'Anne Boleyn' Review: A daring but somewhat incomplete retelling of the story of the Queen

A Potpourri of Vestiges Review

By Murtaza Ali Khan

Almost 500 years after her death, Anne Boleyn remains a highly divisive figure in history. Some see her as a power-hungry woman who seduced King Henry VIII, forcing the ‘pious’ king to annul his first marriage to Katherine of Aragon. Others see her as a humanitarian and a reformer who was devoted to protecting the rights of the weak and the poor. Anne was the Queen of England from 1533 to 1536 as the second wife of King Henry VIII. In order to secure the passage of his marriage with her, Henry had to break with the Roman Catholic Church in 1533. In other words, the Pope and general councils of the church no longer enjoyed the final authority in doctrinal and legal disputes which now rested with the monarch. But, only 3 years later, the same Henry, who took on the papacy and triggered the English Reformation in order to marry Anne, puts her on a trial for treason, which leads to her beheading. A three-part British miniseries titled ‘Anne Boleyn’ which is currently streaming on SonyLIV revisits the age-old tale of Anne’s fall from grace, giving it some interesting twists and turns.

Now, the miniseries has been completely written off by the critics. But the criticism actually has little to do with the show’s merit. One of the major reasons why ‘Anne Boleyn’ has been panned by the critics has to do with the casting of Jodie Turner-Smith in the titular role. How can a Black actress portray the white Tudor queen? This underlying argument seems to have occluded their judgment. So, here’s my counter-argument: If the American actress Linda Hunt can go on to win an Academy Award essaying the part of a Chinese-Australian man in Peter Weir’s The Year of Living Dangerously (1982) then why can’t a Black actress play the part of Queen Anne Boleyn?

The fact of the matter is that the story of Anne Boleyn has been done to death. Some titles that come to mind are Anne of the Thousand Days (1969), The Other Boleyn Girl (2008), Wolf Hall (TV Miniseries 2015), and The Tudors (TV Series 2007-2010). More often than not, Anne is portrayed as a scheming temptress or a manipulative woman desperate to climb the social ladder. So when the writer-director duo of Eve Hedderwick Turner and Lynsey Miller dare to break the stereotypes by casting a gifted performer like Jodie Turner-Smith in the role of a strong queen like Anne Boleyn, I just don’t understand why it’s not getting celebrated?  It’s a case of identity-conscious casting that theatre productions use all the time for historical plays. So it’s actually a positive sign to see that film and television are finally catching up with theatre in a bid to open up literary texts to fresh interpretations.

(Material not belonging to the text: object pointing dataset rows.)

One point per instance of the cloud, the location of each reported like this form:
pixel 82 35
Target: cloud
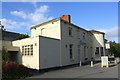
pixel 111 33
pixel 12 25
pixel 19 13
pixel 36 17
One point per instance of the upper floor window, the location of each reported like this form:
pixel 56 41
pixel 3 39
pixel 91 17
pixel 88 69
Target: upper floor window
pixel 27 50
pixel 71 51
pixel 83 36
pixel 70 31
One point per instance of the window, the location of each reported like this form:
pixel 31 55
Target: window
pixel 78 34
pixel 70 31
pixel 101 50
pixel 27 50
pixel 84 51
pixel 83 36
pixel 97 51
pixel 71 51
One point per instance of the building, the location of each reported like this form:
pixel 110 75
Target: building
pixel 58 42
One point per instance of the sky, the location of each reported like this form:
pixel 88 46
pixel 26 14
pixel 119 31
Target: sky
pixel 102 16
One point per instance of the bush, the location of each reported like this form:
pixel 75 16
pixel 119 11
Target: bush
pixel 11 70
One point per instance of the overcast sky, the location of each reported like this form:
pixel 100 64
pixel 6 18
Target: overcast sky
pixel 102 16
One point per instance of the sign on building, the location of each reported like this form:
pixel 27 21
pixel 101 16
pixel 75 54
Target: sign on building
pixel 107 45
pixel 104 61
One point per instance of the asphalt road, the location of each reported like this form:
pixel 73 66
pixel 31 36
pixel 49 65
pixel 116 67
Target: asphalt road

Consider the 2018 BBC series Les Misérables which stars a David Oyelowo in the role of a police chief named Javert. For the uninitiated, Victor Hugo’s novel Les Misérables on which the series is based is set in 19th century France. Now, anyone can pose the all important question to the makers: How can a Black man be a police chief in the 19th century France? Clearly, BBC wanted its series to follow a rather non-literal approach. Similarly, the makers of ‘Anne Boleyn’ want it to rise above the shadows of history. Mark Stanley, who essays the part of Henry VIII in the miniseries, sums it up perfectly: “Jodie has a lot in common with Anne Boleyn. She’s a strong, opinionated, scarily intelligent person. She was also bringing up a young child at the time that we were on set, and she’s quite awe-inspiring really… It was all about this being the right person for the job, rather than what we as a society might perceive as the ‘right look’ for the job. Anne Boleyn was beautiful, witty, vibrant, intelligent and Jodie is all of those things. She brought our Anne to life in a way another actress couldn’t.”  The casting is also in sync with the feelings of otherness and disparity that Anne would have felt in the Tudor court.

Now, Jodie’s Queen Anne is no pushover; she is brave and tenacious but is not without flaws. Her passions often run wild and she can be most peremptory when she wants. But no one can question her intelligence as well as devotion for King Henry. She most certainly is smarter than any man around her and has a strong vision for her country and its people. The hitherto hated figure of Anne Boleyn became venerated as a martyr and the face of the English Reformation after her daughter with Henry VIII, Elizabeth I, was crowned as the Queen of England in 1558. It would have been ideal had ‘Anne Boleyn’ not ended with the queen’s execution and also covered events leading to Elizabeth’s coronation which paved the way for Anne’s rise as a revered historical figure as that would have provided a perfect closure to her tale. But, in its present form, the story, despite its daring, feels rather incomplete.